Unlike our previous comparative genomics approach, our current approach was able to identify additional small proteins that were less prevalent, as well as those that were encoded in less prevalent microbes. For example, family 333520 was a predicted transmembrane protein that is unique to Prevotella (Supplementary Data 6, 7), a relatively rare constituent of westernized gut microbiomes24. It shared sequence homology with family 357465, which was also a predicted transmembrane protein exclusive to Prevotella (Supplementary Data 6, 7).
Finally, families 386917 (55 members) and 386898 (68 members) were notable as they were the most highly translated proteins in our data, with RPKM values ranging between 5,090 and 310,648 (Supplementary Data 6). These families were part of the 2,091 additional small protein families predicted in this study, but not the 420 set that was supported by a comparative genomics approach. We displayed the genomic context of the most highly translated homolog of family 386917 (MetaRibo-Seq RPKM = 310,648; Fig. 6d). These two Clostridiales-specific families (386898 and 386917) both encoded proteins that were 29 amino acids in length (Supplementary Data 6); family 386917 was predicted to be secreted. Even though we could not support these families with comparative genomics using RNAcode25, their reproducible and exceptionally high translation rate suggested that these small proteins were genuine protein-coding genes.
To date, it has been challenging to comprehensively study fecal bacterial communities, or any complex system of bacteria, at the level of protein synthesis. Ribo-Seq of isolated and cultured bacterial strains has provided an understanding of the dynamic regulation of translation15 and gene prediction, and has been especially useful in annotating small genes.
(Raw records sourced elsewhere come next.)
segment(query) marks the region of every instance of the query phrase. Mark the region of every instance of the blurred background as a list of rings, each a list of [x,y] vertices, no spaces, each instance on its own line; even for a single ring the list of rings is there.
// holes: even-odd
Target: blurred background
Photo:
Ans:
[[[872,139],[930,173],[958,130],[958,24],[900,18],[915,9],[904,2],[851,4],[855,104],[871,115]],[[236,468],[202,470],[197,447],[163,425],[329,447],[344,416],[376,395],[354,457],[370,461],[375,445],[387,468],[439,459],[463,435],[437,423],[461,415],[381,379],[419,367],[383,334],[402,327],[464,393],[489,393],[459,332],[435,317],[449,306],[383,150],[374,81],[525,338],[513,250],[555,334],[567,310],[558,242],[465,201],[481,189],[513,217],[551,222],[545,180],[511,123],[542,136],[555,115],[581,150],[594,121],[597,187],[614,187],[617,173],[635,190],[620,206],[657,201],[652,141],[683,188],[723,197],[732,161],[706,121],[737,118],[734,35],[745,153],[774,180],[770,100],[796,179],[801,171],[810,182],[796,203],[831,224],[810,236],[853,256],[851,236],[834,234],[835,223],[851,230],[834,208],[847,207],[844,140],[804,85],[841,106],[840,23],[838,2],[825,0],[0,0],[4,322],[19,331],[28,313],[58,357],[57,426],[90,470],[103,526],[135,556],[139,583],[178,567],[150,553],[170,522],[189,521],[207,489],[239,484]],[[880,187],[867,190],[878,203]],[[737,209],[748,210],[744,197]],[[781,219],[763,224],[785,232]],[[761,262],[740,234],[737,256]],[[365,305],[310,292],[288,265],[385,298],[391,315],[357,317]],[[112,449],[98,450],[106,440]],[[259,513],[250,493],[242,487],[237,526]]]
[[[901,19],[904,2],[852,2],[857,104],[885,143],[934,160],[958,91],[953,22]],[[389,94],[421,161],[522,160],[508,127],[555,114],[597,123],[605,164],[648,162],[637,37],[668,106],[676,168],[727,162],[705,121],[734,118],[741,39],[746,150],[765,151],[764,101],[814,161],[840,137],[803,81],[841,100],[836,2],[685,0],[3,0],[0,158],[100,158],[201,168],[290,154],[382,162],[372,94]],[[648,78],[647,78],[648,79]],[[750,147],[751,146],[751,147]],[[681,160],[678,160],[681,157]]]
However, the standard Ribo-Seq protocol cannot be applied to microbiome samples due to the high purity and cellular input required. Beyond bacteria, ribosome profiling has also been used to reveal the translational landscape and discover microproteins in the human heart27. Here, we developed MetaRibo-Seq to enable studies of gene translation within a natural microbiome setting in a way that is not restricted to culturable species. In addition, we demonstrate that MetaRibo-Seq is a valuable method for detecting and validating small proteins, an area of increasing interest. Using MetaRibo-Seq, we validate 623 previously predicted small protein families4 and also reveal thousands of additional small protein families in the fecal microbiome.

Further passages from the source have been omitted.